Ik besef dat zo’n grote vraag niet gemakkelijk beantwoord kan worden, zeker ook niet in een kort artikel in Kontekstueel. Ik nodig de lezer uit om de vraag naar relevante antwoorden vanuit het christelijk geloof voor de kwesties van deze tijd, een tijdje met zich mee te nemen.
In dit artikel richt ik me op twee gesprekken die Heijne voerde, die mij het meest aanspraken. Bij die gesprekken plaats ik dan een paar kanttekeningen vanuit christelijk perspectief. Het betreft een gesprek met Hartmut Rosa en Martin Hägglund, twee seculiere denkers die nieuwe wegen zoeken in deze tijd.[2]

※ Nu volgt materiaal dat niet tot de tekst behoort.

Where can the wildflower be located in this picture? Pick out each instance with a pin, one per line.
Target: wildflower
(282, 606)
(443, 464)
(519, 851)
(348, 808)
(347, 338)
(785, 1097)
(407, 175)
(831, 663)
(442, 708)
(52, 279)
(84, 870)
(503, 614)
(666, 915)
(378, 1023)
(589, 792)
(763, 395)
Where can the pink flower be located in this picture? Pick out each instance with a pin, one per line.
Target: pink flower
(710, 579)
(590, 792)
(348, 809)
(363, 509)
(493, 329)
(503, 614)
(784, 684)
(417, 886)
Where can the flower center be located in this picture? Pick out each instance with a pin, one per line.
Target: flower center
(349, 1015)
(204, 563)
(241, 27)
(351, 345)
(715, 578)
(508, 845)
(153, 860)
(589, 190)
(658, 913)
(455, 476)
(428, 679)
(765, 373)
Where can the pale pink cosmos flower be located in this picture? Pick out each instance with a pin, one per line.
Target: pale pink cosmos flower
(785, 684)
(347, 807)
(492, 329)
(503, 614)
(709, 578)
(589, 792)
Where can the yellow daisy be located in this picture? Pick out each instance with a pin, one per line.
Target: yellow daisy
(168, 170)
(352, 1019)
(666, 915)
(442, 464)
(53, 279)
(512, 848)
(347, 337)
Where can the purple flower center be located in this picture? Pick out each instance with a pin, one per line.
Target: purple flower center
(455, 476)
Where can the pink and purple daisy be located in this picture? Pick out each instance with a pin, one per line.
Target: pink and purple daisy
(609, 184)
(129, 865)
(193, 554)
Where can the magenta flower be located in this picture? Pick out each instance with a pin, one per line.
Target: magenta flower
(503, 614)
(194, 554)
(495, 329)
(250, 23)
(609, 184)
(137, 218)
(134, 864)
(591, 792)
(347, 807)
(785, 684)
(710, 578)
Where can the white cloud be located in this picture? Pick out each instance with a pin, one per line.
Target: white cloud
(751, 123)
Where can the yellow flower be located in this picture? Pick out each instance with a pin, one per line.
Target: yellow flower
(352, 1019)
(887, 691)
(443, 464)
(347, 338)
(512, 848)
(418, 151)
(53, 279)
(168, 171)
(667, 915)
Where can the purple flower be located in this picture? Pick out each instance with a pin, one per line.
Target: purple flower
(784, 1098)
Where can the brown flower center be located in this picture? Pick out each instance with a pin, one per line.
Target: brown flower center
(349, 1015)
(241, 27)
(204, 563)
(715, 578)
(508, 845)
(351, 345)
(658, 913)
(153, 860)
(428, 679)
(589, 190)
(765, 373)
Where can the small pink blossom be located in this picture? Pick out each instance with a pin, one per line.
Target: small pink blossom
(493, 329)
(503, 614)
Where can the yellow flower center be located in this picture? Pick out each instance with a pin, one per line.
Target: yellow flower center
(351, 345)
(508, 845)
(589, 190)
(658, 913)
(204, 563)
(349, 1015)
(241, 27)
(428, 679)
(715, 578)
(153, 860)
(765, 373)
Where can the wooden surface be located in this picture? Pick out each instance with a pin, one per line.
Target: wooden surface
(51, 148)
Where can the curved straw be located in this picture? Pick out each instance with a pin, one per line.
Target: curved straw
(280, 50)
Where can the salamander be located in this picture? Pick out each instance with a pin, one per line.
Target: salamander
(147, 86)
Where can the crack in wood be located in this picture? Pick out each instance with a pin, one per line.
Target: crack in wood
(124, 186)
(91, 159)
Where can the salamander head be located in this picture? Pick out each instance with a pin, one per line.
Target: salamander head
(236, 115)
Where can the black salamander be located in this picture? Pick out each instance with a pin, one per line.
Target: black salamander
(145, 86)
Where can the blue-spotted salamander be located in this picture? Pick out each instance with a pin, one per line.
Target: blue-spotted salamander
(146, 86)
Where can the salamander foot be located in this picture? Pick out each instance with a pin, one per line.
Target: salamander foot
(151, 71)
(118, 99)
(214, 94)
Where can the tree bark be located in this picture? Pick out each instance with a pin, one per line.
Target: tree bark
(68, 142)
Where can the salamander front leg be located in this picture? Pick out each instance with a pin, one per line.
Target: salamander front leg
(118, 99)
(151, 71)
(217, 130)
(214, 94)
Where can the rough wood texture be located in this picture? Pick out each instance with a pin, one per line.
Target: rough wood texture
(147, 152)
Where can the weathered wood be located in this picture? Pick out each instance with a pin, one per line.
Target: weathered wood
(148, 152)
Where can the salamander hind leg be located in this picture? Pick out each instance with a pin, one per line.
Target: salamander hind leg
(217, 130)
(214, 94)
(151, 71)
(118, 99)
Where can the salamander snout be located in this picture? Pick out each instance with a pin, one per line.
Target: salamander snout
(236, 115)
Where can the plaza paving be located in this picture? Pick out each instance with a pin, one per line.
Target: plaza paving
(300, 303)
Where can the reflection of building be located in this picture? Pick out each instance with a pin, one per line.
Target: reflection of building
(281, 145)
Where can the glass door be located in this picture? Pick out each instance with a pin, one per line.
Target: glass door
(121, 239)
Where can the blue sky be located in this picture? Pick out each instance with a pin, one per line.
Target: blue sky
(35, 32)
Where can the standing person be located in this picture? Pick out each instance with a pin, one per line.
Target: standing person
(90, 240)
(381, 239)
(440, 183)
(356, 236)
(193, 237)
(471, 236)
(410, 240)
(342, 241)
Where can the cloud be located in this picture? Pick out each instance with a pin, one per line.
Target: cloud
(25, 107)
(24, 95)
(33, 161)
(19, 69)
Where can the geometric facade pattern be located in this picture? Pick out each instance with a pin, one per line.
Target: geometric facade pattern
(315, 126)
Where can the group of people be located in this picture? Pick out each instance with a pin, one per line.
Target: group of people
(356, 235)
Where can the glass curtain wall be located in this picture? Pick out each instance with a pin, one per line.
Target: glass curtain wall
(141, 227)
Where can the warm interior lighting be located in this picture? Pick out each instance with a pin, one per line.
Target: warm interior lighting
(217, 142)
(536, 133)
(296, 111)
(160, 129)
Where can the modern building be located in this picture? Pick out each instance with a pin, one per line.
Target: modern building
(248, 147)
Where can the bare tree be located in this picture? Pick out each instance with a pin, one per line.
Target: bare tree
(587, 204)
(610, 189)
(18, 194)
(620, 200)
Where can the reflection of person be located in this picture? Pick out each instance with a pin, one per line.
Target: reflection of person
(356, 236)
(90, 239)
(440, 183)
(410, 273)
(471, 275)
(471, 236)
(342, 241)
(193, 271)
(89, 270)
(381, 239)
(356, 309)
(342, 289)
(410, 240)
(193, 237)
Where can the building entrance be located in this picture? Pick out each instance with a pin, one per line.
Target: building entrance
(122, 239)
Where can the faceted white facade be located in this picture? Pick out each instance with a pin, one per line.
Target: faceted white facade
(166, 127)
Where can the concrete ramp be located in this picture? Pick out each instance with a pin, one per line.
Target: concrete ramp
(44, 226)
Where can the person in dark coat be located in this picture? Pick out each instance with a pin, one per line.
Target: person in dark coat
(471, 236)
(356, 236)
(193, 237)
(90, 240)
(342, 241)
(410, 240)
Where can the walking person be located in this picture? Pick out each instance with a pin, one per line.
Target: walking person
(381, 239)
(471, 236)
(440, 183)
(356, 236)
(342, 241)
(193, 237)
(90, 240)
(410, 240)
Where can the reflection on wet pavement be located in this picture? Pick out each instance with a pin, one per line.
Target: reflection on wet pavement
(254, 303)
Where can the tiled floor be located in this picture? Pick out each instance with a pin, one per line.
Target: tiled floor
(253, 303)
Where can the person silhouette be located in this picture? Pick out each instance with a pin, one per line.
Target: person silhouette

Geraakt worden en reageren
Hartmut Rosa is een Duits socioloog en politicoloog die in 2016 het boek Resonanz. Eine Soziologie der Weltbeziehung uitbracht waarin hij beschrijft hoe de moderniteit uit balans is. Rosa bekritiseert de obsessie van onze cultuur met groei, accelaratie en voortdurende innovatie. Die obsessie verhindert dat we krijgen waar we naar verlangen. ‘De moderniteit stoelt op het idee dat we onze omgeving volledig in onze macht kunnen krijgen, ook de natuur. Het is niet de koning of de kerk, niet de natuur of onze geschiedenis die bepalen hoe je moet leven. Dat doe je zelf, zoals je in je smart home alles regelt met de afstandsbediening.’ (164)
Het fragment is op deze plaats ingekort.